China has far less ecological impact per person than the US.

Wait until their Hydroelectric dams go up... then you'll see a difference. They're relocating upwards of 1 million people for just one of them.

While its true that as individuals, they have a smaller footprint, as a whole, their env. impact is profound and getting worst. 30% growth year over year of car ownership alone will have a huge impact within this decade.

It'll get worst as they try to drag themselves into the 'First world'.

* One example of their policies going awry is their population-control methods. Limiting the number of children per household was supposed to make consumption more tolerable...what it did was increase the number of families (smaller), which increased the number of households, homes (wood-use to build those homes), vehicles (and the gas to burn for them), home-electronics (more stoves, fridges etc.), more roads and all that good stuff.

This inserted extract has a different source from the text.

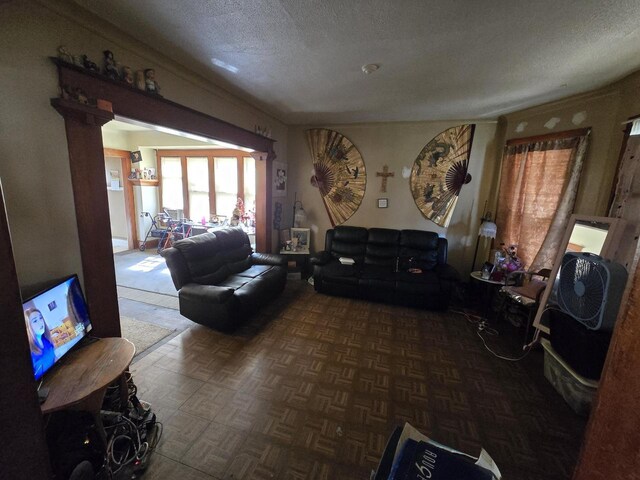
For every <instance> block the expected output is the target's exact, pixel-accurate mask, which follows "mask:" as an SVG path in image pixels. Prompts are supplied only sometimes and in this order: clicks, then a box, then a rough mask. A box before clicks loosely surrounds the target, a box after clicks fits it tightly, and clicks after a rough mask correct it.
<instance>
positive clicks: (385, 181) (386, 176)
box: [376, 165, 395, 192]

Their consumption-level per household is up a bit and rising, but when you take in the fact that the number of households is increasing, the math becomes scary. :eek3:
 

Professur

Well-Known Member
Another big problem the chinese face is that although they've got the third largest country in terms of landmass, fully a third of it is useless for development. Right now, their biggest troubles revolve around water. They had a major chemical spill into a water supply just this week, and only a few weeks back had one of the major water courses running red from an unidentified contaminant.
 

highwayman

New Member
China has far less ecological impact per person than the US.

Per person? China has a problem with over population..

http://www.cpirc.org.cn/en/enews20060107.htm
BEIJING, Jan.7 - China's population and family planning minister said here on Friday that China will work to limit its mainland population below by 1.37 billion 2010.

Since China has a higher population then what America has the impact per person would be lower with the higher populated country...

https://www.cia.gov/cia/publications/factbook/geos/us.html#People

Population:
298,444,215 (July 2006 est.)
Age structure:
0-14 years: 20.4% (male 31,095,847/female 29,715,872)
15-64 years: 67.2% (male 100,022,845/female 100,413,484)
65 years and over: 12.5% (male 15,542,288/female 21,653,879) (2006 est.)
Median age:
total: 36.5 years
male: 35.1 years
female: 37.8 years (2006 est.)
Population growth rate:
0.91% (2006 est.)
 

Professur

Well-Known Member
Let's not overlook the fact that 30% of the US (and most western countries) population will die off unreplaced within the next 20 years, based on current birth rate projections.